4. Faster distressed sales processes

Getting homes that are in legal foreclosure to the market is key to exposing the country’s shadow inventory, which has been keeping prices depressed around the country. The longer this goes on, the longer the foreclosure inventory will perpetuate and the longer we'll be stuck in a rut. Slow court and judicial processes have slowed down the South African foreclosure process, lengthening the time it takes to get delinquent loans through the pipeline and on the market to be sold. However speeding up the foreclosure process is a double-edged sword. More foreclosures will further bloat the housing inventory, driving prices down even more.

5. Sellers need to get realistic

Generally, having overvalued properties sit around unsold is a dead weight on the housing market and it ultimately creates more downside potential because of the backlog. Sellers need to accept that the market has a dropped between 20% - 30, and they must either take their homes off the market or reduce prices and sell. Reducing inventory is key to unlocking a stagnant market. Clearing out the extensive unsold housing industry in South Africa is vital, especially with the influx of homes likely to enter the market if more distressed homes hit the market. However, reducing the supply of homes should help boost prices in the long run, and price appreciation is good for the housing market. There way to clear the excess inventory out there is to lower the price. The problem is, banks don't want to lower the price too much because they're very nervous about taking huge losses. But many of these losses are not real because sellers simply have inflated ideas of value.
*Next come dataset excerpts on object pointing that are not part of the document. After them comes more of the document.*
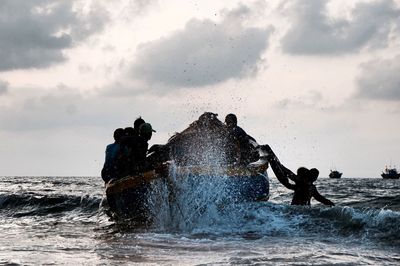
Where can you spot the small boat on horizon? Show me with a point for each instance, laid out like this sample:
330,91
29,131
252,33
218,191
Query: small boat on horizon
335,174
390,173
6. Government’s involvement

Government in South Africa has been particularly quiet about the distressed housing market, leaving it to banks to sort out.  But government has an important role to play in facilitating a housing recovery. It would help a lot to have some government-sponsored financing of buyers, and it would help the housing market if they grew state housing subsidies. Whilst government assistance of distressed debtors has not been on the radar, assisting with distress would help stabilise neighbourhoods and home values. Government has assisted consumers through the Consumer Protection Act and tenants through the PIE Act, but these laws don’t fundamentally assist the housing market. In fact, in many ways they have impacted the market negatively by slowing down sales and making it difficult for investors to deal with non-payment of rentals.
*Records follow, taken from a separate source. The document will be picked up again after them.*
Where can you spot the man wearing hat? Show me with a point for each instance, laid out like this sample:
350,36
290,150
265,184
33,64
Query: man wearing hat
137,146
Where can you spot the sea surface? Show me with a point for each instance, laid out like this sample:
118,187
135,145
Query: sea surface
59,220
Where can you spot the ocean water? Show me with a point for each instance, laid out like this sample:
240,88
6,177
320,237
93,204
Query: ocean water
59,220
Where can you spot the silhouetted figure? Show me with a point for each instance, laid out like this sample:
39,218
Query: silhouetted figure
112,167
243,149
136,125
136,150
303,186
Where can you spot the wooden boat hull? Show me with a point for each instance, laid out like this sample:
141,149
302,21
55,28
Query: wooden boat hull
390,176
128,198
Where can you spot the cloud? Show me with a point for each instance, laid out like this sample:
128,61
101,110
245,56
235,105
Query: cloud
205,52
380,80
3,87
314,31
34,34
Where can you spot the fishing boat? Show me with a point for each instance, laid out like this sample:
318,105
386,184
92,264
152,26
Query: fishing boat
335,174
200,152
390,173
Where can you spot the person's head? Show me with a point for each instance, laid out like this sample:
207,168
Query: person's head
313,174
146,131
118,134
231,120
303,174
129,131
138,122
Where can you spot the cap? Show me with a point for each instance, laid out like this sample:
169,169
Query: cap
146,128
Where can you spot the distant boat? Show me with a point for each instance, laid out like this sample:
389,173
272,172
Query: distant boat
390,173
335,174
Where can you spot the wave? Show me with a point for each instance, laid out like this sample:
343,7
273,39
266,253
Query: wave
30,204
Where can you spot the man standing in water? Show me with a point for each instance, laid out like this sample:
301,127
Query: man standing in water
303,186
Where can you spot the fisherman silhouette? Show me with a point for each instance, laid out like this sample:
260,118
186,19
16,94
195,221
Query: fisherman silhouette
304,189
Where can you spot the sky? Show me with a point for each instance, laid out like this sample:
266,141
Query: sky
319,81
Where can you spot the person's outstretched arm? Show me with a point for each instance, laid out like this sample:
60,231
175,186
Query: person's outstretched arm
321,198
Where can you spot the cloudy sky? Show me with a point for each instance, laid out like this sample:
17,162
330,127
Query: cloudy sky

Some relief can be expected from beleaguered home loan applicants when a R1 billion mortgage-backed insurance fund becomes operational in October 2012 in an effort to motivate the banks into approving more home loans, which the National Housing Finance Corporation (NHFC) chief executive, Samson Moraba confirmed in November this year.

7. Rental increases

Many buyers cannot afford to buy and do not have access to funding, which is converting them into tenants. In 2011, we have seen residential rentals rise as the supply of new houses slows and demand increases. The completion of the downward cycle comes when rentals increase to a point where it's more attractive to buy a home than to continue renting. In a low interest rate environment this can happen quite quickly. If affordability increases, when the job market recovers and the economy finds its footing, more tenants will turn into homeowners, which will reduce the supply of homes and help stabilise prices.

8. Banks opening the taps

Many market pundits have blamed the banks for constraining funding through conservative lending practices and low valuations. This is not true because banks in South Africa have been open for business – even if they have not been the aggressive lenders they were in the midst of the property boom. Banks have to play their role in rebuilding the market by opening up funding to new home buyers. Our banks are strong and they should be focusing on the interests of potential clients whilst balancing their commitments to shareholders. In many ways, the banks fuelled the property boom by opening up lending which ultimately proved to be riskier. Now they have the ability to fund in a sensible market, and they need to grow market share and thus grow the housing market.